From what I've seen in the last few years and my many sessions at the Social Media Measurement Camp, there doesn't seem to be an industry standard way of measuring campaigns that run in social media, in the way the TV industry has TVRs etc. [It's unlikely there will be one IMHO]

So, I thought I would draw upon my recent experiences of presenting social media campaigns to clients and try and boil things down into those things that worked. When I say worked, I mean 'those things' that the clients understood and thought were useful things to measure from their point of view. [Which I guess is the most important thing.]

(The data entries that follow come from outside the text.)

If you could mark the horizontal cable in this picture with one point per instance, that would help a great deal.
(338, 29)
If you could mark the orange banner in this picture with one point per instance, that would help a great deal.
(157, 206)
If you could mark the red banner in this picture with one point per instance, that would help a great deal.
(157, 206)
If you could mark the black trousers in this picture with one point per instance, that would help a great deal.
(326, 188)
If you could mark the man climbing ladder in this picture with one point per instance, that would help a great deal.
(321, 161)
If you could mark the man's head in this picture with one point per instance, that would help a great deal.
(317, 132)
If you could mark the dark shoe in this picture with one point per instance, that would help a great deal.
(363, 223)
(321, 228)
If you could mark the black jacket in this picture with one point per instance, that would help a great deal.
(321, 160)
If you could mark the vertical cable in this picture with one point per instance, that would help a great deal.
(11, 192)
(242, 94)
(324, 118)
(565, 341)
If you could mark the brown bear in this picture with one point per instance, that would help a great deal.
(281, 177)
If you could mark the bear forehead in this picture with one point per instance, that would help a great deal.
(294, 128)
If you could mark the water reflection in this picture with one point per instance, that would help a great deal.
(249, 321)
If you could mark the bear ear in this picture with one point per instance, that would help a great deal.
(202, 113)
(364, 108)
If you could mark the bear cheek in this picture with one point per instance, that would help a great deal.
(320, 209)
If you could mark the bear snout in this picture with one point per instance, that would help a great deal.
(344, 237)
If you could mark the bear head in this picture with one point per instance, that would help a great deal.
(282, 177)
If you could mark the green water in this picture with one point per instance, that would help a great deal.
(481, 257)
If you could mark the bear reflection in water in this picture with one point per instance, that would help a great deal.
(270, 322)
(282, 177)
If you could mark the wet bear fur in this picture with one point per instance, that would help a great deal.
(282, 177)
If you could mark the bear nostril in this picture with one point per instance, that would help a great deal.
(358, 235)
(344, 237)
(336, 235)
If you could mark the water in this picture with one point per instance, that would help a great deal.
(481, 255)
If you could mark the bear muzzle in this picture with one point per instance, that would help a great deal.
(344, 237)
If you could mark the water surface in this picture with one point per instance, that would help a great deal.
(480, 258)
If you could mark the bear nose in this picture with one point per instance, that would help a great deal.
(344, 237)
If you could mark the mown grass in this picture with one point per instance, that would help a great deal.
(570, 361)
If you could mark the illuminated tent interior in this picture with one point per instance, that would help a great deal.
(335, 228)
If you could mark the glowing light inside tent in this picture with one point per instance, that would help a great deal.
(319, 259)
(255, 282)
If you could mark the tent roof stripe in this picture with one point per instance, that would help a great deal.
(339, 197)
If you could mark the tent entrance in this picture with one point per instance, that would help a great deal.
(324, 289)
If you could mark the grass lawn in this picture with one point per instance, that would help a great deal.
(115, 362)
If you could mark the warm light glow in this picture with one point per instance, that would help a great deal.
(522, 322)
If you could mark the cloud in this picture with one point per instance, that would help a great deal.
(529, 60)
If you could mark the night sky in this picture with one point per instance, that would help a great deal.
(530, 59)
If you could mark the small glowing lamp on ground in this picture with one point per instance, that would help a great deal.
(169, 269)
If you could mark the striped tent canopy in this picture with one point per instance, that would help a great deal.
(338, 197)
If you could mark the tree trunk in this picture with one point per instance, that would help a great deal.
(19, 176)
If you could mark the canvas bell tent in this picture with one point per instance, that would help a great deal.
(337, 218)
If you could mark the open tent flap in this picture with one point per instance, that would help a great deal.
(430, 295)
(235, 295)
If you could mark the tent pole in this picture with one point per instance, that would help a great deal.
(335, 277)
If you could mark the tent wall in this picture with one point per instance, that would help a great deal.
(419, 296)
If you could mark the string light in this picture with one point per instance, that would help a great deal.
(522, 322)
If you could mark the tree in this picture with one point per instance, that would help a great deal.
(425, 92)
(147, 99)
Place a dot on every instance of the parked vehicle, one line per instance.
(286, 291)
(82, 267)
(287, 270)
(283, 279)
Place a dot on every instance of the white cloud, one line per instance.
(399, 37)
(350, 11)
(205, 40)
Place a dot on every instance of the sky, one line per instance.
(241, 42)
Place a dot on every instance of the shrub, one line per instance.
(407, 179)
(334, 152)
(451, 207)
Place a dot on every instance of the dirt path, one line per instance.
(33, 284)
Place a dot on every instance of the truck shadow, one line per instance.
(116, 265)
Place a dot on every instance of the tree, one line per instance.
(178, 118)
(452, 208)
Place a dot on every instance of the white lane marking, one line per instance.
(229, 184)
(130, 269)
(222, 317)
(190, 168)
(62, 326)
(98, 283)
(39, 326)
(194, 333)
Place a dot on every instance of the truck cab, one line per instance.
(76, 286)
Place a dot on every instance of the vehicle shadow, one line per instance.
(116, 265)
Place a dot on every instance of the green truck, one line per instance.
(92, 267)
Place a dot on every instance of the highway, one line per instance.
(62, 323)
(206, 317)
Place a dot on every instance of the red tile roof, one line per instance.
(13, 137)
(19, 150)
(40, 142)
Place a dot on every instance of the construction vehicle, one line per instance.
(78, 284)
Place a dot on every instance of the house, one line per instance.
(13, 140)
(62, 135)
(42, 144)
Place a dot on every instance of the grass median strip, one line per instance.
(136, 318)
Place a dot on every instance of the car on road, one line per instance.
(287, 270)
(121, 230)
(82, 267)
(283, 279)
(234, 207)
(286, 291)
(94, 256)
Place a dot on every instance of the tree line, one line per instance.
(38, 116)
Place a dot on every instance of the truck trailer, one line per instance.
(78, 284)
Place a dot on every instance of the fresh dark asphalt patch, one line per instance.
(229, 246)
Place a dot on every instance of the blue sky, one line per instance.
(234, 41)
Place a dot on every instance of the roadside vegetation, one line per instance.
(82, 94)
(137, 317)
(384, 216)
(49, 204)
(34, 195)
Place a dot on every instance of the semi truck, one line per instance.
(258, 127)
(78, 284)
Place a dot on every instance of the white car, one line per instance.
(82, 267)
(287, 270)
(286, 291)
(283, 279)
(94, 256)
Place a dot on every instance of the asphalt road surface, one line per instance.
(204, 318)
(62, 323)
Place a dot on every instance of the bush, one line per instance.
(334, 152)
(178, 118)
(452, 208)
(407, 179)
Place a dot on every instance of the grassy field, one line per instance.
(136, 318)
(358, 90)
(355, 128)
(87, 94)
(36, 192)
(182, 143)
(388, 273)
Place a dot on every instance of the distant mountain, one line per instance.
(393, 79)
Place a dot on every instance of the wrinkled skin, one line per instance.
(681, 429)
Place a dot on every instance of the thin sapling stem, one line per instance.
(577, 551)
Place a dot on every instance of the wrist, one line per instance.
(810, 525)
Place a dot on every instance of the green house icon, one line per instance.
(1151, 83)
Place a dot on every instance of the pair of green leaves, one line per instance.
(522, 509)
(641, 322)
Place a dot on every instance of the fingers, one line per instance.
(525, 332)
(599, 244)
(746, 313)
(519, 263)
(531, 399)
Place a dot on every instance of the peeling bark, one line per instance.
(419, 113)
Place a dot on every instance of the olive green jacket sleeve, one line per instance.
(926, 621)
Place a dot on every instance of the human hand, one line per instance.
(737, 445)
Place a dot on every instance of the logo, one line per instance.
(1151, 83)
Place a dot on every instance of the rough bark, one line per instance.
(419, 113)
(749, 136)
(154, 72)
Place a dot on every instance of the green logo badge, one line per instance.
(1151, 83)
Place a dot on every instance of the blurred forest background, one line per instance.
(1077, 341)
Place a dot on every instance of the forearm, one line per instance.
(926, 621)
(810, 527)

I've used a similar structure to traditional PR campaign measurement and the handful of times I've used this approach, it seemed to have made sense to the people in the room. You measure three basic elements that have a cause and effect relationship:

1. Conversation Triggers
These are the things that you do to start conversations. For example:
  • Blog posts
  • Facebook Page updates
  • Tweets
  • Videos uploaded
These go on to start conversations, which is the second element.

2. Conversations Started
As you might have guessed, you measure the amount of conversations created by the Triggers. For example:
  • Third party blog posts
  • Facebook Page comments/discussions
  • Replies to tweets and Re-tweets
  • Comments on videos uploaded
3. People Engaged in Conversations
Once the conversations have started, then you can look at how many and who are the people joining in the conversations. For example:
  • Comments on blogs posts [your blog and other blogs]
  • Fans of your Facebook Page
  • Friends on MySpace
  • Channel viewers on YouTube
  • Followers on twitter
The fourth stage would then to look at the Business Impact of the conversations. 
OK, so I still can't put a value on any of these, but I'm working on that with Econometric modeling team at McCann. I know it's not the 'unifying theory' but it's a start.
Any thoughts, better ideas, criticisms etc greatly appreciated.

Thursday, 5 March 2009

Fun twitter tool

My colleague Jim found this fun little tool called TwitterSheep. It basically creates a word cloud of your twitter followers, based on the info in their bios.

Nice tool and I'm trying hard to think how I can use it in monitoring or analysis.